Alert Management Training File

Introduction

The alert management training file is a CSV (comma-separated values) file that provides input data for machine learning to understand alert patterns and drive the following:

First response
Alert escalation

The data is saved in a table structured format. The training file is generally a text file containing information separated by commas and plays a key role in alert management.

Downloading a sample training file

The sample training file (downloadable from OpsRamp) contains sample metric names. As provided in the training file, alerts triggered in a sequence (as provided in the training file) are correlated.

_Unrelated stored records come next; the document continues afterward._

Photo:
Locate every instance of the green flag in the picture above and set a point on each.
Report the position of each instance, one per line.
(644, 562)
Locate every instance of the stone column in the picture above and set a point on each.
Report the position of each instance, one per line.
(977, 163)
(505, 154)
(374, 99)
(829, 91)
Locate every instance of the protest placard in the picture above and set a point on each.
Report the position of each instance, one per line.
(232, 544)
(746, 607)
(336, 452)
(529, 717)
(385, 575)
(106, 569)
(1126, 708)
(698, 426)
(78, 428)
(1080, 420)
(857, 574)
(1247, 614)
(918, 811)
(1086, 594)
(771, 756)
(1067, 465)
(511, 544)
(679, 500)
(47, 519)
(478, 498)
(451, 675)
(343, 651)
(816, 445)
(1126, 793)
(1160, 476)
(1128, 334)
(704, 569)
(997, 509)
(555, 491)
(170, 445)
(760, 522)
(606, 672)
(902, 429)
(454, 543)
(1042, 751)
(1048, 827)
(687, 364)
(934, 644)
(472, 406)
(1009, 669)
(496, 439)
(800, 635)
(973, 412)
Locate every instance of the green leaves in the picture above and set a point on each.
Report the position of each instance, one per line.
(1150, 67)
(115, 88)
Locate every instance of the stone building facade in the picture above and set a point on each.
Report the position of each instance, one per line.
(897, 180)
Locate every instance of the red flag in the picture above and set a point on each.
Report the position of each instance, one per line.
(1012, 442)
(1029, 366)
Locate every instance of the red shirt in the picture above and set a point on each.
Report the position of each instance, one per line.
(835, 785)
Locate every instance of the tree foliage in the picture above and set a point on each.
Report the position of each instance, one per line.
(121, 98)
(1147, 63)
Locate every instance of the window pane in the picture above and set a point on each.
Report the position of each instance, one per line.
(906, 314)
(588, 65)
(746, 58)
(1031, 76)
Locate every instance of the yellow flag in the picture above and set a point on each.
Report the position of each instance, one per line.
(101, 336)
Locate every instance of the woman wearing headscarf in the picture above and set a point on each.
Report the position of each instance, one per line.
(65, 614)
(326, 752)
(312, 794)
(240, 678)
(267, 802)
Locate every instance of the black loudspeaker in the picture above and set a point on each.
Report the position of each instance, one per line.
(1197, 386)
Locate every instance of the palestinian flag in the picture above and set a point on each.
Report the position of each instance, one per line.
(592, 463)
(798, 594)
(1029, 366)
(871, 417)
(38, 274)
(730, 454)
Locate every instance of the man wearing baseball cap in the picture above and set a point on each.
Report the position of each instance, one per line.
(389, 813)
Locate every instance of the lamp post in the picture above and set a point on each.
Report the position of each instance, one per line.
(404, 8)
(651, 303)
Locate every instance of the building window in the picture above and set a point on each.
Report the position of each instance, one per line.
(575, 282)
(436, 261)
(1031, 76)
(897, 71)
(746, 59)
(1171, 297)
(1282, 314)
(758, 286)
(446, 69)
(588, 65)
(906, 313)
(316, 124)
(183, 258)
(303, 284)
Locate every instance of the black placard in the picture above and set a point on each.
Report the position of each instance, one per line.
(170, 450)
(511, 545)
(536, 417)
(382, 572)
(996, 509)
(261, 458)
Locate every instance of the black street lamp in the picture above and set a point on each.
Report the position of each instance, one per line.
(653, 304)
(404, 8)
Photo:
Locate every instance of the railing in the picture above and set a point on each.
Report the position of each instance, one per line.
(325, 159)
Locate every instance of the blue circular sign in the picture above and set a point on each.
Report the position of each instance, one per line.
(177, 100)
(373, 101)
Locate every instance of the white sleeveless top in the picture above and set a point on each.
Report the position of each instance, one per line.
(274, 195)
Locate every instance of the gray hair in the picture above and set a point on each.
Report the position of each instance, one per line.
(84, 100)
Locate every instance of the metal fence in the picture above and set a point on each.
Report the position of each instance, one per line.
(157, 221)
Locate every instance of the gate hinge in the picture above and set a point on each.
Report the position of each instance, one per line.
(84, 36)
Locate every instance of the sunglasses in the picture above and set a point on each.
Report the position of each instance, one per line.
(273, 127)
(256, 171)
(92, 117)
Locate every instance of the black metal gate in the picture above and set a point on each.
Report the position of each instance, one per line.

To download a sample training file:

From All Clients, select the client.
Go to Setup > Alerts > Alert Escalation or First Response.
From the respective policies page, click +.
In the policies page:
1. Alert Escalation policy: From Import Dataset and Train Model section, click Alert_Escalation_Training_Example.csv to download a sample training file.
2. First Response policy: Select Suppress specific alerts or Snooze specific alerts for a given time. Click Alert_First_Response_Training_File_Example.csv to download a sample training file.

Creating a training file

A training file can be created or modified from the sample training file.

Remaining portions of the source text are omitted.